Bitcoin has experienced 14 down days in May alone, according to Coin Metrics. So far this year, there have been 39 days with daily swings of 5% or more in either direction, based on bitcoin’s closing prices. There were 42 such days in all of 2020.
While the digital token bounced back rapidly with the price up more than 10% above $38,000 on Monday, heightened regulatory pressure as well as its technical picture are pointing to more wild trading ahead, strategists said.
“The drubbing that cryptocurrencies have received over the past two weeks is just a taste of things to come,” Peter Berezin, chief global strategist at BCA Research, said in a note. “Crypto markets will continue to face tighter regulation. … In the near term, the pain in crypto markets could drag down other speculative assets such as tech stocks.”
The recent fluctuations came amid elevated regulatory scrutiny in the U.S. and abroad. The U.S. Federal Reserve will soon release a paper outlining its own research into the central bank digital currency area. Meanwhile, Chinese authorities have vowed to crack down on mining and trading of the cryptocurrency.

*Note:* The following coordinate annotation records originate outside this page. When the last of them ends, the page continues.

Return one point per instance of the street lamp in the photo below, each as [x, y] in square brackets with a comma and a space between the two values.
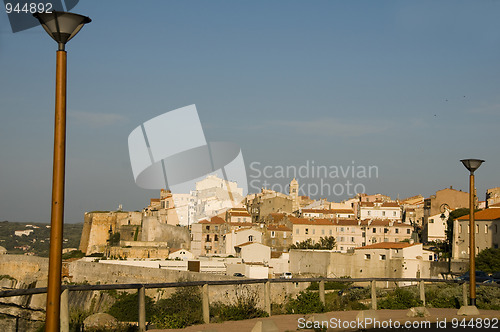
[472, 165]
[61, 26]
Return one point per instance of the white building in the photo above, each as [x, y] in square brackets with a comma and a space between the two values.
[180, 254]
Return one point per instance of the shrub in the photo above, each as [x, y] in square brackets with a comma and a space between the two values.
[400, 299]
[181, 309]
[305, 303]
[244, 308]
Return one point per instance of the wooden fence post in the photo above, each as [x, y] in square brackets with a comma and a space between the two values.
[206, 305]
[374, 295]
[141, 292]
[322, 292]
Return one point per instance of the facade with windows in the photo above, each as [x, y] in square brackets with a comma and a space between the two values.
[380, 210]
[487, 232]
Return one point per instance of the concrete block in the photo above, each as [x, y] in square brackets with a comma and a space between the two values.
[468, 310]
[265, 326]
[418, 312]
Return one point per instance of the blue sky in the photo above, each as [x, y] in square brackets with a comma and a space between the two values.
[409, 86]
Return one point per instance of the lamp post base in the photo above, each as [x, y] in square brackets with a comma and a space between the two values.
[468, 310]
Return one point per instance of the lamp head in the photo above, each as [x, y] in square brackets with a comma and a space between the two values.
[62, 26]
[472, 164]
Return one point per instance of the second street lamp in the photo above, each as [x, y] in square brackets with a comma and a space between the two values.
[472, 165]
[61, 26]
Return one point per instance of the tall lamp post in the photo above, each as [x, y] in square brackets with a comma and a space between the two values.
[61, 26]
[472, 165]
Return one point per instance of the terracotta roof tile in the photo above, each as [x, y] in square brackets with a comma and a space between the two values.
[388, 245]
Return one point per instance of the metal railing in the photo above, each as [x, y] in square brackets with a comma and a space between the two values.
[141, 288]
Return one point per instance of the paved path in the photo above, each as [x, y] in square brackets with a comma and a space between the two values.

Elon Musk, a proponent of cryptocurrency, also did a sort of 180 on bitcoin when he announced the electric car maker had suspended vehicle purchases using the asset, citing environmental concerns over the so-called computational mining process.
“Bitcoin remains comically volatile,” said Adam Crisafulli, founder of Vital Knowledge. “The economic utility of nothing shifts this rapidly.”
Bitcoin’s 31.1% intraday decline was the fourth-largest drop on record for the cryptocurrency, according to data from Cornerstone Macro.
Momentum signals remain ‘problematic’
Looking at bitcoin futures positioning, analysts at JPMorgan believe the worst of the correction is not in the rearview mirror yet.
Momentum traders have pared back their bitcoin futures bets after its failure to break above $60,000 turned sentiment bearish and induced further position unwinds, according to the Wall Street firm.
“Despite the recovery in prices to around $40k, the momentum signals, and in particular the longer lookback period one, remain problematic as a signal,” Nikolaos Panigirtzoglou, a managing director at JPMorgan, said in a note. “It is too early to call the end of the recent bitcoin downtrend.”
Carter Worth, chief market technician at Cornerstone Macro, said there are interested sellers waiting at the $42,000 level and this heavy overhead supply will make it hard for bitcoin to go up and breach that level. Meanwhile, buyers who picked up at its recent lows will sell if the price moves up too much, he said.
“It sold off to its trend line,” Worth said. “Every move it’s made has been technical in nature.”
Retest of last week’s lows possible
Many believe investors shouldn’t be surprised if bitcoin soon sells off again to retest the low from last week.
“A potential retest or even modest undercut of last week’s lows in the near term are entirely possible on China’s Digital Assets crackdown and U.S. regulatory overhang,” said Julian Emanuel, chief equity and derivatives strategist at BTIG.
Still, Emanuel believes any further downside volatility would present a buying opportunity. He set his bitcoin year-end target at $50,000.
— CNBC’s Nate Rattner and Michael Bloom contributed to this story.